Während der umtriebige Sprayer „Puber“ in U-Haft sitzt, wird im 3. Bezirk Graffiti erstmals in Österreich unter Denkmalschutz gestellt. Dabei handelt es sich allerdings nicht um einen geschmierten Spitznamen, sondern um die Wandbilder der Arena in der Baumgasse.

Bunte Protestkultur

„Bei der Gestaltung der Oberflächen des ehemaligen Schlachthofs handelt es sich um Frühwerke mittlerweile international anerkannter heimischer Künstler wie Nychos, Die Made oder Fat Cat“, erklärt Oliver Schreiber vom Denkmalamt im Gespräch mit dem WIENER BEZIRKSBLATT.

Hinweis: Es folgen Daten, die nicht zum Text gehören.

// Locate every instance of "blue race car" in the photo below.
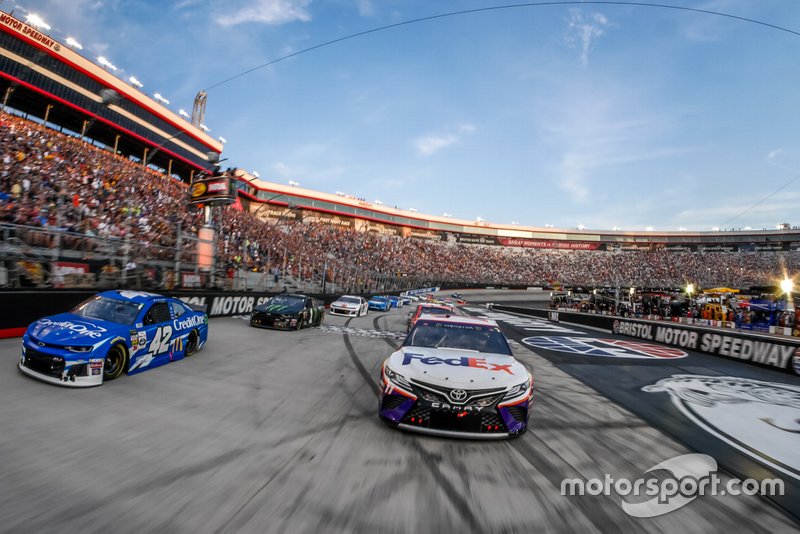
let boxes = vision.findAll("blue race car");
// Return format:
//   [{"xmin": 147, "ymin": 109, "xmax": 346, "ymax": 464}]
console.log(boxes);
[
  {"xmin": 19, "ymin": 290, "xmax": 208, "ymax": 387},
  {"xmin": 367, "ymin": 296, "xmax": 392, "ymax": 311}
]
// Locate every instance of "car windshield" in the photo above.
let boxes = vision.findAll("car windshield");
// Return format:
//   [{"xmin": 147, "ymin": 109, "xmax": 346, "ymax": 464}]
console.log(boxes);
[
  {"xmin": 72, "ymin": 296, "xmax": 142, "ymax": 325},
  {"xmin": 260, "ymin": 295, "xmax": 305, "ymax": 313},
  {"xmin": 403, "ymin": 321, "xmax": 511, "ymax": 356}
]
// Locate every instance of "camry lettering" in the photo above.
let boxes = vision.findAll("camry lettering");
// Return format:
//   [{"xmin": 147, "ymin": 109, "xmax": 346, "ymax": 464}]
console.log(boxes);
[{"xmin": 402, "ymin": 353, "xmax": 514, "ymax": 375}]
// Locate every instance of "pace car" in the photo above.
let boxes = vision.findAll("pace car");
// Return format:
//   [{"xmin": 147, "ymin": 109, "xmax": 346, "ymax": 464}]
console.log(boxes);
[
  {"xmin": 19, "ymin": 291, "xmax": 208, "ymax": 387},
  {"xmin": 378, "ymin": 315, "xmax": 533, "ymax": 439},
  {"xmin": 330, "ymin": 295, "xmax": 369, "ymax": 317},
  {"xmin": 250, "ymin": 293, "xmax": 325, "ymax": 330}
]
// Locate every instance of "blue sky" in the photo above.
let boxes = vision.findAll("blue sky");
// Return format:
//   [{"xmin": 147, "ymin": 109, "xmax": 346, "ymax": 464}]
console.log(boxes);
[{"xmin": 9, "ymin": 0, "xmax": 800, "ymax": 230}]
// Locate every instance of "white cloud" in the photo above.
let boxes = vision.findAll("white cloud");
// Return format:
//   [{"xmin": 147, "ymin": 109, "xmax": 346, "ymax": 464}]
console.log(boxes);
[
  {"xmin": 217, "ymin": 0, "xmax": 311, "ymax": 27},
  {"xmin": 566, "ymin": 9, "xmax": 608, "ymax": 66},
  {"xmin": 414, "ymin": 124, "xmax": 475, "ymax": 156}
]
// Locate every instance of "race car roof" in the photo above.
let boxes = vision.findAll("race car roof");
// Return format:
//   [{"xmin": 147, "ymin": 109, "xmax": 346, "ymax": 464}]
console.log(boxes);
[
  {"xmin": 417, "ymin": 311, "xmax": 497, "ymax": 326},
  {"xmin": 99, "ymin": 289, "xmax": 166, "ymax": 304}
]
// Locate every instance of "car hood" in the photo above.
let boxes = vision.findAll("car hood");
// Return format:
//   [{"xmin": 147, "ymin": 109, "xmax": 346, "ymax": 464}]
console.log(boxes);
[
  {"xmin": 388, "ymin": 347, "xmax": 528, "ymax": 389},
  {"xmin": 28, "ymin": 313, "xmax": 132, "ymax": 346}
]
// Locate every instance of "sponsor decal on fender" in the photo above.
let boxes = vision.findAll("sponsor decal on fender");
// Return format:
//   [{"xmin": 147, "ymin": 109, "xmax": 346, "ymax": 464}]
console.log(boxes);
[
  {"xmin": 172, "ymin": 315, "xmax": 206, "ymax": 330},
  {"xmin": 642, "ymin": 375, "xmax": 800, "ymax": 479},
  {"xmin": 402, "ymin": 352, "xmax": 514, "ymax": 375},
  {"xmin": 522, "ymin": 336, "xmax": 688, "ymax": 360}
]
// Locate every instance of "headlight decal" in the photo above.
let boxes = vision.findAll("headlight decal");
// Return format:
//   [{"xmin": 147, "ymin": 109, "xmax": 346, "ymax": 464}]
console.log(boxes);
[
  {"xmin": 497, "ymin": 373, "xmax": 533, "ymax": 408},
  {"xmin": 381, "ymin": 364, "xmax": 417, "ymax": 399}
]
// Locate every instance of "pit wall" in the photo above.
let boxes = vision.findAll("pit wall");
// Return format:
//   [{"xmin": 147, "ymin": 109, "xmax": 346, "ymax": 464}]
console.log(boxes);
[{"xmin": 487, "ymin": 304, "xmax": 800, "ymax": 375}]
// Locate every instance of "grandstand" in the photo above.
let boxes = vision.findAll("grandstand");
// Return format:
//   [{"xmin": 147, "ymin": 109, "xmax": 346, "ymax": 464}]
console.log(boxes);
[
  {"xmin": 0, "ymin": 12, "xmax": 222, "ymax": 181},
  {"xmin": 237, "ymin": 174, "xmax": 800, "ymax": 252},
  {"xmin": 0, "ymin": 7, "xmax": 800, "ymax": 298}
]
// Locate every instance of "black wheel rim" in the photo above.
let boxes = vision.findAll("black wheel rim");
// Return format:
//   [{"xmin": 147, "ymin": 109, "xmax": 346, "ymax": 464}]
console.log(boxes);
[
  {"xmin": 186, "ymin": 332, "xmax": 197, "ymax": 356},
  {"xmin": 104, "ymin": 347, "xmax": 125, "ymax": 377}
]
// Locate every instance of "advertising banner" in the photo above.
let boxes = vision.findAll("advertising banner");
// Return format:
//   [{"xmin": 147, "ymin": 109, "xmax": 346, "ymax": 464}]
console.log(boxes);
[{"xmin": 612, "ymin": 319, "xmax": 800, "ymax": 370}]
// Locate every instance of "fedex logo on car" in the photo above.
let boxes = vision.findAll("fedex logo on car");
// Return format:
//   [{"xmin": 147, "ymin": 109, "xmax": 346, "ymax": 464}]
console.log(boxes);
[{"xmin": 403, "ymin": 353, "xmax": 514, "ymax": 375}]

Die ältesten Graffiti an den Wänden der Arena sind ein Friedenszeichen und der – mittlerweile zum Logo gewordene – Schriftzug „Arena“ im Eingangsbereich – sie stammen aus dem Jahr 1977. In den 1990er Jahren fand ein internationaler Graffiti-Wettbewerb statt – die Ergebnisse werden ebenfalls geschützt. Die letzten Fassadenkunstwerke stammen aus den frühen 2000er Jahren. Sie alle sollen in den nächsten Jahren instand gesetzt werden.

Historische Bedeutung

Ob ein Objekt unter Denkmalschutz gestellt wird, hängt nicht in erster Linie mit dessen Alter zusammen. „Bei den Wandbildern der Arena handelt es sich um den Ausdruck einer zivilgesellschaftlichen Protestkultur (die Arena wurde in den 1970ern besetzt, Anm. d. Red.), die von historischer Bedeutung ist. Deshalb gibt es auch ein öffentliches Interesse an der Erhaltung“, so Schreiber.